Validation of a Hierarchical Deterministic Record-Linkage Algorithm Using Data From 2 Different Cohorts of Human Immunodeficiency Virus-Infected Persons and Mortality Databases in Brazil

Abstract
Loss to follow-up is a major source of bias in cohorts of patients with human immunodeficiency virus (HIV) and could lead to underestimation of mortality. The authors developed a hierarchical deterministic linkage algorithm to be used primarily with cohorts of HIV-infected persons to recover vital status information for patients lost to follow-up. Data from patients known to be deceased in 2 cohorts in Rio de Janeiro, Brazil, and data from the Rio de Janeiro State mortality database for 1999–2006 were used to validate the algorithm. A fully automated procedure yielded a sensitivity of 92.9% and specificity of 100% when no information was missing.
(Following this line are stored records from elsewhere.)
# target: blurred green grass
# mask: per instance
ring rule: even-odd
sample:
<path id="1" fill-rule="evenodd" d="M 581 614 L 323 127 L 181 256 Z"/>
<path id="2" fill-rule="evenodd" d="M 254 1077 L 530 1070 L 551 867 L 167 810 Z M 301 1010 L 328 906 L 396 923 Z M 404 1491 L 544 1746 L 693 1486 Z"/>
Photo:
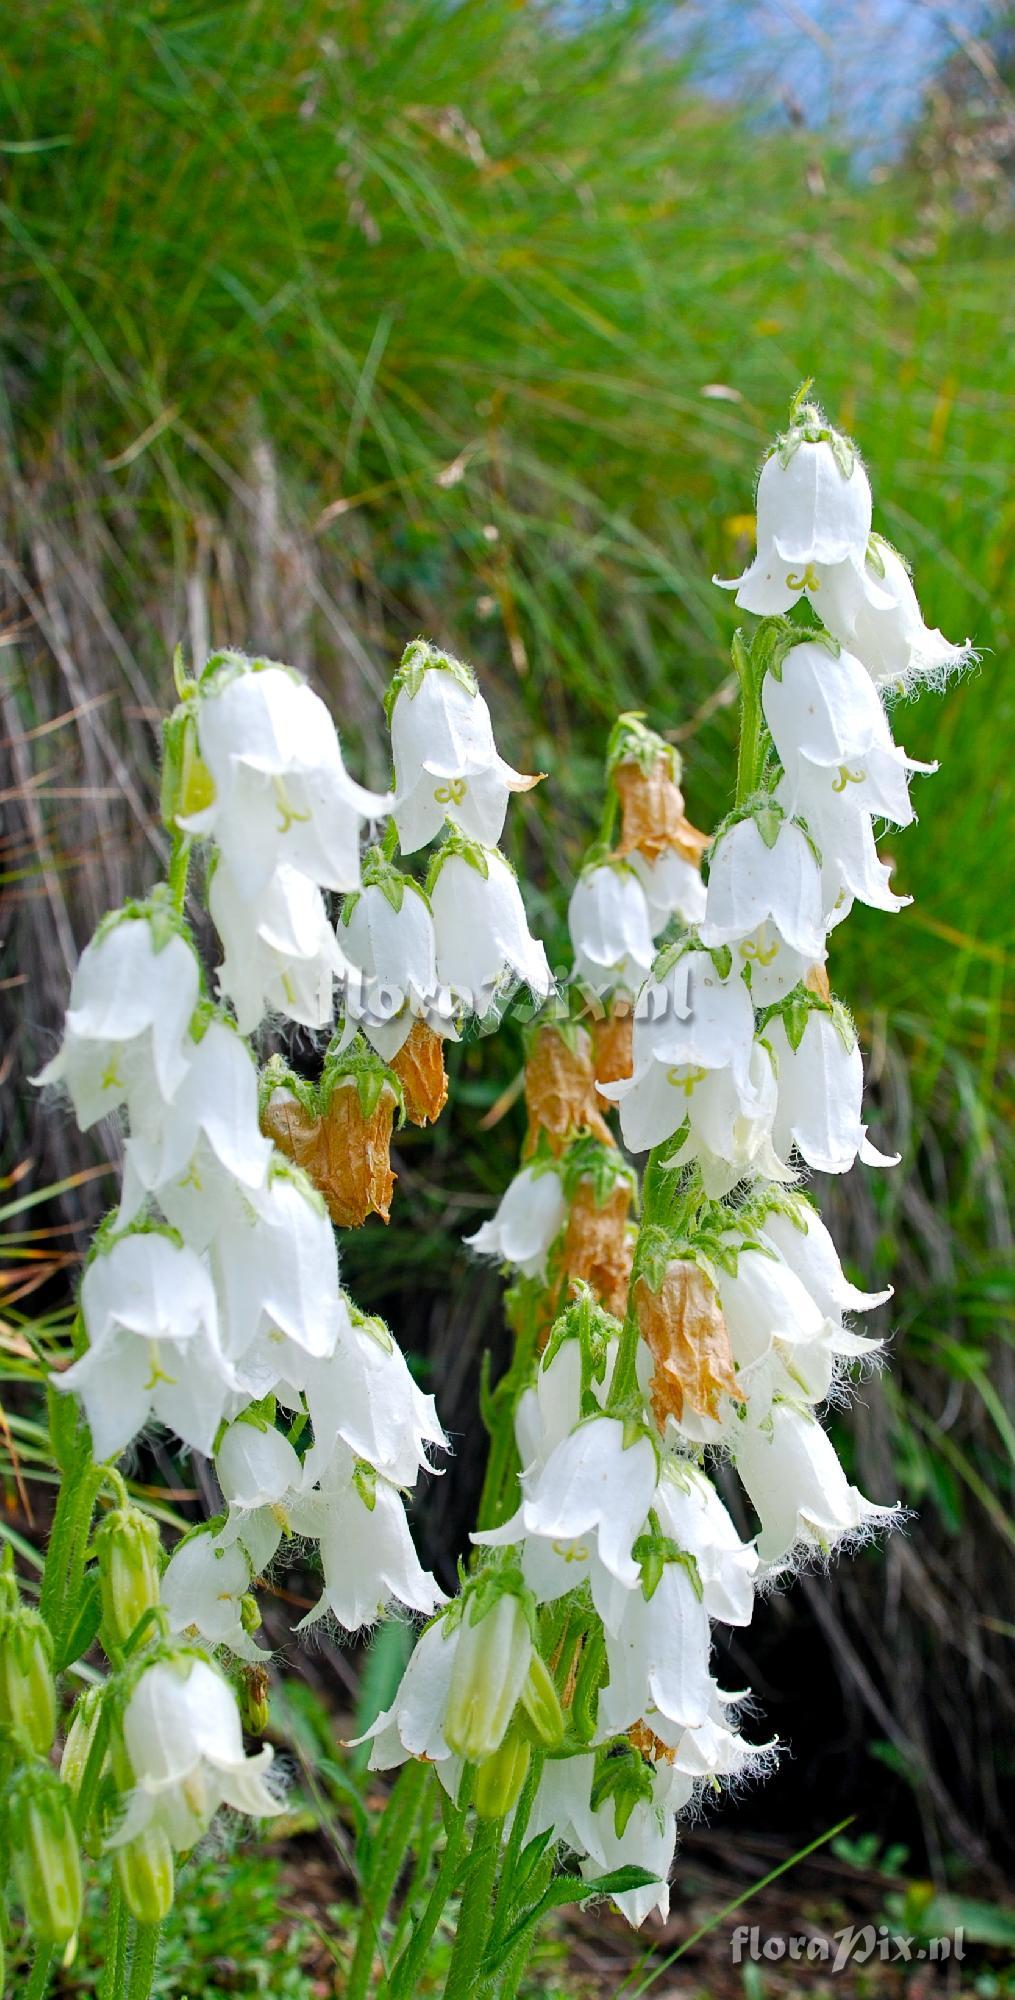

When the automated procedure was combined with clerical review, in a scenario of 5% death prevalence and 20% missing mothers’ names, sensitivity reached 96.5% and specificity 100%. In a practical application, the algorithm significantly increased death rates and decreased the rate of loss to follow-up in the cohorts. The finding that 23.9% of matched records did not give HIV or acquired immunodeficiency syndrome as the cause of death reinforces the need to search all-cause mortality databases and alerts for possible underestimation of death rates. These results indicate that the algorithm is accurate enough to recover vital status information on patients lost to follow-up in cohort studies.